The Mysteries of Oil Changes Debunked

Extending the life of your car and cutting the costs of maintenance is a top priority for most car owners. One of the most effective ways to accomplish this is by getting regular oil changes. However, there is always much debate on how often it should be changed. While many people stick to the old adage of every 3,000 miles, depending on your car and oil type this may not be enough or more likely too often.

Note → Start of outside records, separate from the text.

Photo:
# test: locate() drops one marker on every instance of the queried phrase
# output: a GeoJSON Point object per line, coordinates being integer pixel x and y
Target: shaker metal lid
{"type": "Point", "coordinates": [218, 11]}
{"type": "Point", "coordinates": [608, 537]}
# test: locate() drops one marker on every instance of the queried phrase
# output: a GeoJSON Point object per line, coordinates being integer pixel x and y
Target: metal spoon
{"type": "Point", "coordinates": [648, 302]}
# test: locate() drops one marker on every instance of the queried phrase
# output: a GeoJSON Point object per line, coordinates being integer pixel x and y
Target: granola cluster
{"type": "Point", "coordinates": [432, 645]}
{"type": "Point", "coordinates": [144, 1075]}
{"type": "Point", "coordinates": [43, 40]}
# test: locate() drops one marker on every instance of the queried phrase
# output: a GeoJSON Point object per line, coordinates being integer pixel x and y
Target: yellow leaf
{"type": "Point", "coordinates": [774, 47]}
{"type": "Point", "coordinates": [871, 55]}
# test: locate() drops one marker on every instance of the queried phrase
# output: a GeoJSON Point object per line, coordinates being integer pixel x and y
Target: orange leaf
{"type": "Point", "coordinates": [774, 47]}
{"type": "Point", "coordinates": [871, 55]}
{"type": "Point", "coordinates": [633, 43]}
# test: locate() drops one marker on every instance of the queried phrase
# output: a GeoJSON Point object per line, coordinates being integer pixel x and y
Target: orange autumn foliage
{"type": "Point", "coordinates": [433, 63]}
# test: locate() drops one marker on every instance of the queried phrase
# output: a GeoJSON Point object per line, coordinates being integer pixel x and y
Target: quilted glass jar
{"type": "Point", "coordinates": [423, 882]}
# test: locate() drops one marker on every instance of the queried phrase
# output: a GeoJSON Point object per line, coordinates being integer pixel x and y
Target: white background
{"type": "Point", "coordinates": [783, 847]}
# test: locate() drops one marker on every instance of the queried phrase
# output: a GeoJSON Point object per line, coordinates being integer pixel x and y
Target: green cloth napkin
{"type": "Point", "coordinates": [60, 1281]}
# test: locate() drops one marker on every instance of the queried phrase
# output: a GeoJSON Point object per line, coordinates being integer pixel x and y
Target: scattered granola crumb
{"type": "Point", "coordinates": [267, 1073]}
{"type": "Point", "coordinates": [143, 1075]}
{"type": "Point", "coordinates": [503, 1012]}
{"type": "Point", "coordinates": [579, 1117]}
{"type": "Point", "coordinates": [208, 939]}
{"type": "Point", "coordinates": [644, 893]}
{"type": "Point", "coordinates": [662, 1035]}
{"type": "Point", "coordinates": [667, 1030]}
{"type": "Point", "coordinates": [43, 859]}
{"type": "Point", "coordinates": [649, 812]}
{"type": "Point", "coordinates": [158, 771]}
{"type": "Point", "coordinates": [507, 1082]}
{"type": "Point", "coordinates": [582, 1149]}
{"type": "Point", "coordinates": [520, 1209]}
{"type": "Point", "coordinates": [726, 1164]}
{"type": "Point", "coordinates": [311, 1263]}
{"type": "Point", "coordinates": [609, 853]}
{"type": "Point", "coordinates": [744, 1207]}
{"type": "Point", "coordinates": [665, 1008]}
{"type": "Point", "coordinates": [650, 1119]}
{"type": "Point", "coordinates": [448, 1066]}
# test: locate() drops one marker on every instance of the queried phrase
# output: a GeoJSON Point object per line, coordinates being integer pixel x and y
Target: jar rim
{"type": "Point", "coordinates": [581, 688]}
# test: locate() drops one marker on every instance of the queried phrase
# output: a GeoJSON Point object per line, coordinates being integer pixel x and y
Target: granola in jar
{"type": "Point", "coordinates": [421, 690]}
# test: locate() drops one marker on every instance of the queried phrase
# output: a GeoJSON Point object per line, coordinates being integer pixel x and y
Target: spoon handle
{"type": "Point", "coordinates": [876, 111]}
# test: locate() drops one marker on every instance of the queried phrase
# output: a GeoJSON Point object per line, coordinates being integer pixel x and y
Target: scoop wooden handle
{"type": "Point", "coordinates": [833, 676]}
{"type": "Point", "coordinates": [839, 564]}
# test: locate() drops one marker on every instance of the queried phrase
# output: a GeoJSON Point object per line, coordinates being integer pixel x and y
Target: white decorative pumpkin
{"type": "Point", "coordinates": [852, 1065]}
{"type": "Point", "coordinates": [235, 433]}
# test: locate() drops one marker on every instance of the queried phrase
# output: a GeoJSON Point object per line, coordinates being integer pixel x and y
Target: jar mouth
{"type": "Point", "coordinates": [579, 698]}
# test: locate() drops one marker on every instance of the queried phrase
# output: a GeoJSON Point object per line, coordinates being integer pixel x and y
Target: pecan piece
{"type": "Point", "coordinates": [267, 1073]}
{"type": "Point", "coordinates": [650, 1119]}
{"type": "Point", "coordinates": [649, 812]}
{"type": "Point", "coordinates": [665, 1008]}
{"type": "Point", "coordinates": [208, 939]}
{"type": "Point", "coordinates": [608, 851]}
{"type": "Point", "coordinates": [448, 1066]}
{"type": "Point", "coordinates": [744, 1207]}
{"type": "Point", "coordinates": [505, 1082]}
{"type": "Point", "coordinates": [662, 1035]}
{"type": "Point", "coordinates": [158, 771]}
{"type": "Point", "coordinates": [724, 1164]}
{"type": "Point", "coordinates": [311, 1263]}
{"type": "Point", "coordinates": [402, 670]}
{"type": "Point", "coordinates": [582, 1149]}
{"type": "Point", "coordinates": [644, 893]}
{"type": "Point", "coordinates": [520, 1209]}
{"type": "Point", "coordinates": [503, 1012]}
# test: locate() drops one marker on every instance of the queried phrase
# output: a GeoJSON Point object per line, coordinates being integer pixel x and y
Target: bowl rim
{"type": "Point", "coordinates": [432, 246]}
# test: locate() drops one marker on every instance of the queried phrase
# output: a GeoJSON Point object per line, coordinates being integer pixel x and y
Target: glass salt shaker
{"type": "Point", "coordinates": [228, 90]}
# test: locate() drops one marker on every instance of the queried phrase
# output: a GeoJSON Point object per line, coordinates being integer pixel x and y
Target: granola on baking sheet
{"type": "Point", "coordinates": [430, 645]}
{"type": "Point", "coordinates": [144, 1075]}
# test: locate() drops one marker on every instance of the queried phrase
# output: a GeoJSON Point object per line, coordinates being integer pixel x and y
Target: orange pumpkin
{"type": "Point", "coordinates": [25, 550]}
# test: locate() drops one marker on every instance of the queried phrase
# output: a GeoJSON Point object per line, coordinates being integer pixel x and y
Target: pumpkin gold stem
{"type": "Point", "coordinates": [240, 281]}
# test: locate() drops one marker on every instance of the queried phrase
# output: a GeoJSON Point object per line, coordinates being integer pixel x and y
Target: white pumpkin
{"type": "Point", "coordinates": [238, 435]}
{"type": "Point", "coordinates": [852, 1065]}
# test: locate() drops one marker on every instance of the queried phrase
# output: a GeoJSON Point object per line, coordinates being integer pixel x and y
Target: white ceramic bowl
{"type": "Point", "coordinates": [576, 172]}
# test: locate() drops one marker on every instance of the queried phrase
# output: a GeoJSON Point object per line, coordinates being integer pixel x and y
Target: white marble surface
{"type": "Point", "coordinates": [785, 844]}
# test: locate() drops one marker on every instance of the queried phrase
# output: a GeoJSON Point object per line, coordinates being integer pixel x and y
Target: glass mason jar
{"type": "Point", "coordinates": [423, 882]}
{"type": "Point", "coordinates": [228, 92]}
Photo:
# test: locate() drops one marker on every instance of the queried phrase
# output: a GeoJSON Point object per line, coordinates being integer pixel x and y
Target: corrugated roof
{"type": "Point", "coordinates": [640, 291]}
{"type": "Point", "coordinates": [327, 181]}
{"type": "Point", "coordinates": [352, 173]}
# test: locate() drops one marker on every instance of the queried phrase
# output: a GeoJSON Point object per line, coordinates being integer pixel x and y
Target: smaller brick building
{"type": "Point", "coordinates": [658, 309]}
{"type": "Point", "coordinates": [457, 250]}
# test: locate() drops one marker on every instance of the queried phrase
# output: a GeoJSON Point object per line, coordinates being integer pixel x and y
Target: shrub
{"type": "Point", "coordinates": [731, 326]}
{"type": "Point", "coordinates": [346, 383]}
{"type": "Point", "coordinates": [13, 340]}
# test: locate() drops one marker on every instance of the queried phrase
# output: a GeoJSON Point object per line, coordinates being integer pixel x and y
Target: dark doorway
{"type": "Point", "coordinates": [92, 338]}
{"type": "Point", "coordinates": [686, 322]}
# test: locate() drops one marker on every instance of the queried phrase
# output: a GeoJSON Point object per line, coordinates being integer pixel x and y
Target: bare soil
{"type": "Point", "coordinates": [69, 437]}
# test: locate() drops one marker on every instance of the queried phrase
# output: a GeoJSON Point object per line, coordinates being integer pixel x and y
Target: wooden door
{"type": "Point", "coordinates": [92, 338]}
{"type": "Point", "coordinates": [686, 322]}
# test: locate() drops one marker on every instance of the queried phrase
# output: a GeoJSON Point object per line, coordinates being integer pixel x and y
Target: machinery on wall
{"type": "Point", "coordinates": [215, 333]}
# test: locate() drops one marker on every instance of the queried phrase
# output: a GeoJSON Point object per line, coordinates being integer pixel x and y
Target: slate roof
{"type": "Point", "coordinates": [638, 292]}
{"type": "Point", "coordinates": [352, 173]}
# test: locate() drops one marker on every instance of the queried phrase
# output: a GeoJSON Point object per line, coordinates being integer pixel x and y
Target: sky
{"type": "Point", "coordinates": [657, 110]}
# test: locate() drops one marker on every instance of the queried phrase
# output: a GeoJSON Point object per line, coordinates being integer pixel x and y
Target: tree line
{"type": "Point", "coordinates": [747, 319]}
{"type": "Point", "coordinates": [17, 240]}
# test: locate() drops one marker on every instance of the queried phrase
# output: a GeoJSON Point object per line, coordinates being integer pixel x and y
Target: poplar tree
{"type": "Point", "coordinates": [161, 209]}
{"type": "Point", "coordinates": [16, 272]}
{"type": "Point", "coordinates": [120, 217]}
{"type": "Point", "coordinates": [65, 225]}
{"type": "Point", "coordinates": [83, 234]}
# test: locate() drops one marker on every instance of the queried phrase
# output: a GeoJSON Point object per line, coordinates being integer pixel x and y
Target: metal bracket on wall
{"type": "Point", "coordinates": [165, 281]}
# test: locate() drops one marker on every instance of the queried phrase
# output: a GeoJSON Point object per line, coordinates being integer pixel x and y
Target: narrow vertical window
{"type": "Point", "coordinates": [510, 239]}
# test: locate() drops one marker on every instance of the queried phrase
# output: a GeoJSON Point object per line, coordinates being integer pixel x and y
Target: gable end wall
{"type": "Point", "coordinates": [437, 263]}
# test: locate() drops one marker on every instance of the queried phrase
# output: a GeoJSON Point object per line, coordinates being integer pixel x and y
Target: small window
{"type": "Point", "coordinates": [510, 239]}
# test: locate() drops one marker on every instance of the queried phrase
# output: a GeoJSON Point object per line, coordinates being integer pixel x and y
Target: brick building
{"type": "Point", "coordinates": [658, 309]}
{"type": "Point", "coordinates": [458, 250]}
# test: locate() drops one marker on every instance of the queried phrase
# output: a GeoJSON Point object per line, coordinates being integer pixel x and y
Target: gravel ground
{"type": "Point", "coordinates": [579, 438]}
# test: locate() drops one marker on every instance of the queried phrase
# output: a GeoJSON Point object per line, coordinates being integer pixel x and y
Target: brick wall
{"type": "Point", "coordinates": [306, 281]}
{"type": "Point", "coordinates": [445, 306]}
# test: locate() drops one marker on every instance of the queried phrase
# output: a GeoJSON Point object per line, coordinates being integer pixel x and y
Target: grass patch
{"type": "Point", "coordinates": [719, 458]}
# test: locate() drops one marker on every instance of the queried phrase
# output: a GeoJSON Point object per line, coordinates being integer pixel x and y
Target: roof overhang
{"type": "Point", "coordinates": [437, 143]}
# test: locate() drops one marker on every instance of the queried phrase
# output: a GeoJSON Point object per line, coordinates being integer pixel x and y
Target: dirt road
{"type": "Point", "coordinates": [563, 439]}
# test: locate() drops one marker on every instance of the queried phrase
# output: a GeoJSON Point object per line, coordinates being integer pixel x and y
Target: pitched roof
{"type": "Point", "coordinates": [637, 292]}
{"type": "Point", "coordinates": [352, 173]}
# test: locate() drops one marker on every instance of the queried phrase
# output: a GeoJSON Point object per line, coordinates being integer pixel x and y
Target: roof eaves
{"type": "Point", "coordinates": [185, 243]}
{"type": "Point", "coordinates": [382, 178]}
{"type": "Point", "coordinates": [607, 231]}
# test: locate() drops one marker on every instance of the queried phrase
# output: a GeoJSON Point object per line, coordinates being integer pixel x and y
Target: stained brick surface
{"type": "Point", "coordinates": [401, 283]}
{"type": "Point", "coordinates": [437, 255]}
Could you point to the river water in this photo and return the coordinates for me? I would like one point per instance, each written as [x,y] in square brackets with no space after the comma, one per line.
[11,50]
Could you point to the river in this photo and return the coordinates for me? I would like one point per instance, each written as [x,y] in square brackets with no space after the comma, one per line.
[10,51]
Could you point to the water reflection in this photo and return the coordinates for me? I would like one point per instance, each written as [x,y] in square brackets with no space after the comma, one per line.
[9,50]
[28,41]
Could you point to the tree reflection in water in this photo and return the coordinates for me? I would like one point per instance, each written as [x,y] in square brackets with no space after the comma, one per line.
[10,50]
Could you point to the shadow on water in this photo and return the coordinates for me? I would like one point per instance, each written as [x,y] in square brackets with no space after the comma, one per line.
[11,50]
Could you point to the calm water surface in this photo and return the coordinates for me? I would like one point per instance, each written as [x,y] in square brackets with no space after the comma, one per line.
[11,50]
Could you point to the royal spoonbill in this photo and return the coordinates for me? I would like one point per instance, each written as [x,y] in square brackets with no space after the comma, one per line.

Conventional Motor Oil vs. Synthetic Motor Oil

This question is subjective to each auto owner’s preferences really, or more so, their individual driving style of their particular vehicle. But a good place to start is the difference between the two major types of oil used in cars around the world. You have the traditional oils and you have the more modern synthetic oils. Traditional motor oil is mostly made up of crude oil, which is the result of the heavier stage in the petroleum refining process. Synthetic motor oil is entirely man-made and are more fuel efficient and provide extended life intervals. Organic compounds or synthetic hydrocarbons are the origin of synthetic oil and the process involves rearranging the molecules so they are all the same dimension (size, shape & weight). Naturally, this does not happen unless we tamper with the molecules. So synthetic oils are technically customized to provide the greatest lubrication characteristics.

Conventional Motor Oil

This is your typical “change every three months or 3,000 miles, whichever comes first” motor oil. It has become a less popular choice now although some die hard car junkies still cling to it’s cost effective characteristic. Derived from petroleum, conventional motor oil breaks down the quickest and is no longer used in high performance applications, especially endurance racing. Higher temperatures and abuse that extended driving periods bring has led to many abandoning this motor oil for more resistant and efficient choices. For many vehicles, you can literally perform an oil change (with new filter) on your car for less than $20. So this is popular budget choice for many.

Synthetic Motor Oil

The main difference that determines oil change intervals is that synthetic motor oil retains higher extreme temperature resistance to breaking down. Therefore, you can go longer on synthetic motor oil before servicing an oil change again. Synthetic motor oils are good for about 7,000 to even 20,000 miles with some synthetics while the conventional motor oil wears quicker and should be replaced around every 3,000 miles. Buying less oil also means dumping less oil back into the environment. Synthetics have been proven to be cleaner in composition due to the fact that they are created in a lab. Also, synthetics have been proven to enhance horsepower and engine efficiency because they produce less resistance when the engine is in motion and under stress.

Synthetic Blend Motor Oil

There is also a category of motor oil which is a combination of the two. Synthetic blends offer better longevity and protection than conventional motor oil although less than full synthetics. They are a popular option to many as they are cheaper than full synthetic motor oils. The longevity of the three major types of motor oils really doesn’t matter all that much in the end considering the costs are relatively equalized in either which route you choose.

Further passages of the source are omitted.